La France en possède 31, la Belgique rêve d'en avoir: comment on transforme un hôtel 5 étoiles à 700 euros la nuit en palace à 1.500 euros

De l’Hôtel de Crillon au Plaza Athénée, la France a bâti une aura unique autour de la prestigieuse appellation "Palace". Inspiré par le modèle français, le Corinthia Grand Hotel Astoria Brussels rêve d’exporter le concept en Belgique et d’en faire un levier pour repositionner la ville dans le cercle très fermé des destinations luxe.
"2,5 employés par chambres"
Si vous vous êtes déjà demandé ce qu’il se cache derrière les étoiles qui ornent la façade des plus beaux hôtels du monde, la réponse est bien plus complexe qu’un simple classement touristique. Au delà de l’éclat des lustres en cristal et du raffinement des suites, se joue une véritable bataille économique et symbolique: celle de l’appellation "Palace". Un graal que seuls quelques établissements obtiennent, et qui transforme un hôtel 5 étoiles, aussi luxueux soit-il, en icône internationale.

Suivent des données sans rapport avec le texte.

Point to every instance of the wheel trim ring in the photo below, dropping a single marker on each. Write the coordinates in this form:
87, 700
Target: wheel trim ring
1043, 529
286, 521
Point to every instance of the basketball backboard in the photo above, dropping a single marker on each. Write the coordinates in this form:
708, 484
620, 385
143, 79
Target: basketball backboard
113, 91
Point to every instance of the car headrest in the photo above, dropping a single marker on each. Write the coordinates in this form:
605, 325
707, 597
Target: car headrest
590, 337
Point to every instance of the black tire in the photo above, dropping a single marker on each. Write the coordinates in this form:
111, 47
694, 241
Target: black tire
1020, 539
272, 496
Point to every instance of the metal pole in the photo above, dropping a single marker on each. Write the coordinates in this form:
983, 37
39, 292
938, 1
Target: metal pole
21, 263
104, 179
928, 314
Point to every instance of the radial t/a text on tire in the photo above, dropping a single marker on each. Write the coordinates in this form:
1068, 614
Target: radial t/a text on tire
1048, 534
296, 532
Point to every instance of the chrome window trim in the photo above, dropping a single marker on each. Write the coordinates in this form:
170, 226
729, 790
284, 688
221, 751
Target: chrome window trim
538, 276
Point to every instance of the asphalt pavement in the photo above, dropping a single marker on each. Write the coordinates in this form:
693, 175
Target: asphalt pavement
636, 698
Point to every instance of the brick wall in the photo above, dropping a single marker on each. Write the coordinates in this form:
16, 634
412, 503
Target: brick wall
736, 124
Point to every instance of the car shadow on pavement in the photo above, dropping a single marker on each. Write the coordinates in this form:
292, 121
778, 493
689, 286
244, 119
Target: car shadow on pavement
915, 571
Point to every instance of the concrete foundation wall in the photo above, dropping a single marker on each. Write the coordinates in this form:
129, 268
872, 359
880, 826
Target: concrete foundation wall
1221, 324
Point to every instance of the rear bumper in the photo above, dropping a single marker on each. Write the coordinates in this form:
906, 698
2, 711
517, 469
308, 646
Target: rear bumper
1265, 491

En France, en 2025, ils sont 31 établissements à avoir décroché ce titre, délivré depuis 2010 par Atout France, l’agence publique de développement touristique. De l’Hôtel de Crillon à Paris, au Meurice en passant par l’Hôtel du Cap-Eden-Roc à Antibes ou encore l'Hôtel Les Airelles à Courchevel, les critères d'obtention français sont drastiques: localisation exceptionnelle, architecture et design uniques, histoire particulière, restauration d’exception, service d’une rare précision, spa de haute volée et surtout, un certain ratio de personnel par chambre. À Paris, on parle de 2,5 employés par clé (contre 1,8 en province), un chiffre qui garantit une attention constante mais qui implique aussi des coûts colossaux.
Concernant le processus d'obtention, il se déroule en trois temps: une première sélection technique, fondée sur des critères stricts, puis un passage devant un jury indépendant et une visite de contrôle. Il s'agit ici d'évaluer l’âme du lieu, son histoire et la singularité de l’expérience proposée. Le titre est accordé pour cinq ans et doit être renouvelé afin de garantir une excellence constante.
La tentation du modèle français
Certains de nos voisins qui n'ont pas de palace veulent s'inspirer des critères français pour attirer une riche clientèle internationale.
"En Belgique, nous n’avons pas l’appellation Palace", rappelle Nicolas Kipper, directeur général du Corinthia Grand Hotel Astoria Brussels, qui souhaite instaurer ce label dans le plat pays. Pour ce natif d’Alsace, qui a fait carrière dans l’hôtellerie de prestige, la démarche va bien au-delà de son établissement cinq étoiles. Derrière l’ambition de voir l’Astoria accéder au rang de "Palace", c’est toute une ville qui est en jeu.
"Bruxelles n’a aucun palace. Cette appellation, calqué sur le modèle français, permettrait de faire rayonner notre capitale et de la positionner sur la carte du luxe européen, aux côtés de Paris, Londres ou Milan. Aujourd’hui, nous sommes en retard. Et c’est aussi à nous de changer ça", confie-t-il.
Difficile de trouver un candidat plus légitime que le Corinthia Grand Hotel Astoria Brussels. Commandé en 1910 par décret royal du roi Léopold II de Belgique, l’Astoria fut longtemps un symbole de la haute société belge avant de tomber dans une longue léthargie.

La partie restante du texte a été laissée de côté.